Fifth-graders across Dallas ISD received a Science of Basketball workbook this year with unique lessons like measuring wingspans, understanding salary caps and venturing with the Mavs to visit NBA teams across the country using math.
“From an equity standpoint, every single student is able to participate in this program now,” Heaton said. “Teachers are receiving the curriculum and then all the students receive this really engaging STEM workbook that has active learning components. They can learn about stadium design or design different uniforms, work on elasticity. There are so many different topics within basketball to help them improve their academics.”
Blackman, a 13-year NBA veteran who scored over 17,000 points and pulled down 3,000 rebounds, says his most significant accomplishments in life took place in the classroom. He’s one of only four players in Dallas Mavericks’ history to have his jersey retired by the franchise.

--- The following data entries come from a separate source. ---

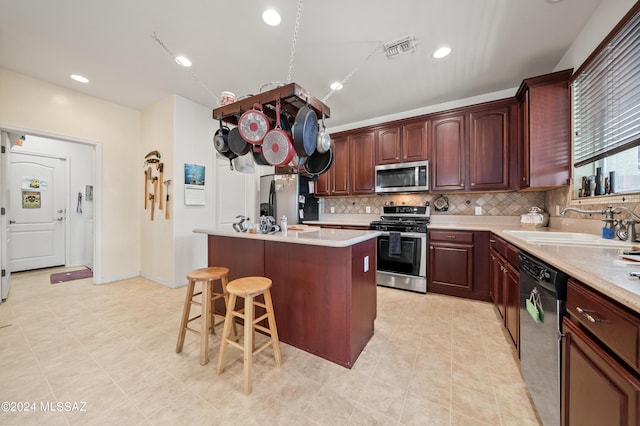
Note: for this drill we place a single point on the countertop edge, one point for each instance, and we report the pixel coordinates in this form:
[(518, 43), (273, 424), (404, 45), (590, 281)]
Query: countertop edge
[(322, 237), (582, 271)]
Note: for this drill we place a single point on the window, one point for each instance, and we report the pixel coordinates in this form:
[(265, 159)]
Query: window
[(606, 113)]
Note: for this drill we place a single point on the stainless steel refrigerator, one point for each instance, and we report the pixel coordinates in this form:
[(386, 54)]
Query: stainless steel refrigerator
[(287, 195)]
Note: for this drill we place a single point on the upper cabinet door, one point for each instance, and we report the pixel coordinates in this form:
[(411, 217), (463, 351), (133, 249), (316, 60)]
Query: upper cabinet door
[(448, 153), (489, 149), (388, 145), (362, 154), (340, 172), (414, 142)]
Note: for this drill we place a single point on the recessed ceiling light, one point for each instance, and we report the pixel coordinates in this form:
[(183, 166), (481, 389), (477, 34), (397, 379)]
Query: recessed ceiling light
[(271, 17), (80, 78), (442, 52), (185, 62)]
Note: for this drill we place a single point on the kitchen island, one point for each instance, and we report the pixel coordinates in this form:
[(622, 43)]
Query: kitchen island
[(324, 284)]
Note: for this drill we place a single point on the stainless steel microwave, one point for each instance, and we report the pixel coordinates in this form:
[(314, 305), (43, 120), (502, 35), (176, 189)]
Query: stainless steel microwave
[(403, 177)]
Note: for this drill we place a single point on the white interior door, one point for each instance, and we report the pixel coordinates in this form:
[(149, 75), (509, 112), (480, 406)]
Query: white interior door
[(37, 217)]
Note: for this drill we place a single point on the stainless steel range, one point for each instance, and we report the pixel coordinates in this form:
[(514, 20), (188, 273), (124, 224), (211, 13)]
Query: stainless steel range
[(402, 247)]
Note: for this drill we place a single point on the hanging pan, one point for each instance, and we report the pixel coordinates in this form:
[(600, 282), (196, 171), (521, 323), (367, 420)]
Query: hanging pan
[(276, 146), (254, 125), (318, 163), (237, 144), (324, 139), (221, 143), (305, 131)]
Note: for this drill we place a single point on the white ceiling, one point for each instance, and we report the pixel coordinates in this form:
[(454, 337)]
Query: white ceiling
[(496, 43)]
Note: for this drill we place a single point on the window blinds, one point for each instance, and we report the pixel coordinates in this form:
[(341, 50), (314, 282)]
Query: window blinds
[(606, 98)]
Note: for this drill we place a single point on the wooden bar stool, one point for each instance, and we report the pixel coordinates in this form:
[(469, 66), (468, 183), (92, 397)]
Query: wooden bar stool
[(249, 288), (207, 276)]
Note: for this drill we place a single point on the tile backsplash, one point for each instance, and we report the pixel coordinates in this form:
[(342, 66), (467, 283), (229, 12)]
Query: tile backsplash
[(492, 203)]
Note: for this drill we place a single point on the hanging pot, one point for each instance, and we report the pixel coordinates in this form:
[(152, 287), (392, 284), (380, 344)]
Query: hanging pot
[(220, 139), (254, 125), (236, 143), (324, 139), (258, 156), (221, 143), (305, 131), (318, 163), (276, 145)]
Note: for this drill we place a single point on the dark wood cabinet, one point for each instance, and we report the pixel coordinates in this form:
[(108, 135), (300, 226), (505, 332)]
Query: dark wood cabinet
[(489, 159), (323, 184), (505, 285), (597, 389), (362, 155), (335, 181), (512, 303), (458, 264), (544, 140), (601, 360), (471, 150), (340, 168), (388, 145), (449, 156), (402, 143)]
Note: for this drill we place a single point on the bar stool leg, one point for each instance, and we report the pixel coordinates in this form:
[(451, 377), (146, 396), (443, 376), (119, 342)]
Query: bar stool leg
[(248, 342), (275, 342), (185, 316), (225, 332), (205, 323)]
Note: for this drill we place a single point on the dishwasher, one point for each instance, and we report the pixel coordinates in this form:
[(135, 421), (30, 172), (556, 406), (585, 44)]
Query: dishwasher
[(543, 298)]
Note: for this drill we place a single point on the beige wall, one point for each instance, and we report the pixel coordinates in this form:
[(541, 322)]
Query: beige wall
[(46, 109), (156, 254)]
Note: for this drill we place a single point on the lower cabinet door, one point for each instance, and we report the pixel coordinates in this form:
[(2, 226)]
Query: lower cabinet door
[(597, 389)]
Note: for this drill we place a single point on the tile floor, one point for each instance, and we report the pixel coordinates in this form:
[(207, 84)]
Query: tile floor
[(110, 351)]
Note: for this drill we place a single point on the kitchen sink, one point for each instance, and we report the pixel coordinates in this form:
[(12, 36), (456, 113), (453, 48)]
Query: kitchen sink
[(567, 238)]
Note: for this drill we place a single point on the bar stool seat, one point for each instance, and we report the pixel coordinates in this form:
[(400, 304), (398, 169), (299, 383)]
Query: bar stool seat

Most of all, Blackman understands the value of an education.
After arriving in the United States at eight years old from his native Panama, Blackman spoke very little English and worked with teachers for hours before school to learn how to read and write. He saw the benefit of good educators and believes they are some of our greatest resources in life.
He is a strong proponent of the Mavs Science of Basketball workshops and camps because he can combine his love for basketball and education.
“Science for me is fun, and that’s how I applied myself when I played the game anyway,” Blackman said. “Shooting the basketball, how far, the angle, defense, how fast you have to get to the courts.
“It’s a great application that I think that if teachers can put a format together that keeps it fun, the work will also be fun.”
Science of Basketball makes learning practical and it can transform students’ lives who might struggle to learn on paper. All the lessons come alive.
Then there’s the teamwork aspect. Youngsters work together in groups towards one goal and they can connect with their parents and friends through something joyful like sports.
Basketball, and even sports in general, has this magnetic way of uniting people regardless of age, race or gender. There are countless reasons why this program continues to flourish for students and teachers in the classroom.
“These things will be significant to the students later in life,” Blackman said.
Blackman noted that he’s genuinely appreciative of the teachers and students who participated in the Mavs Science of Basketball this year. And who knows, perhaps some of the children will someday work in sports and use these very lessons to transform the industry.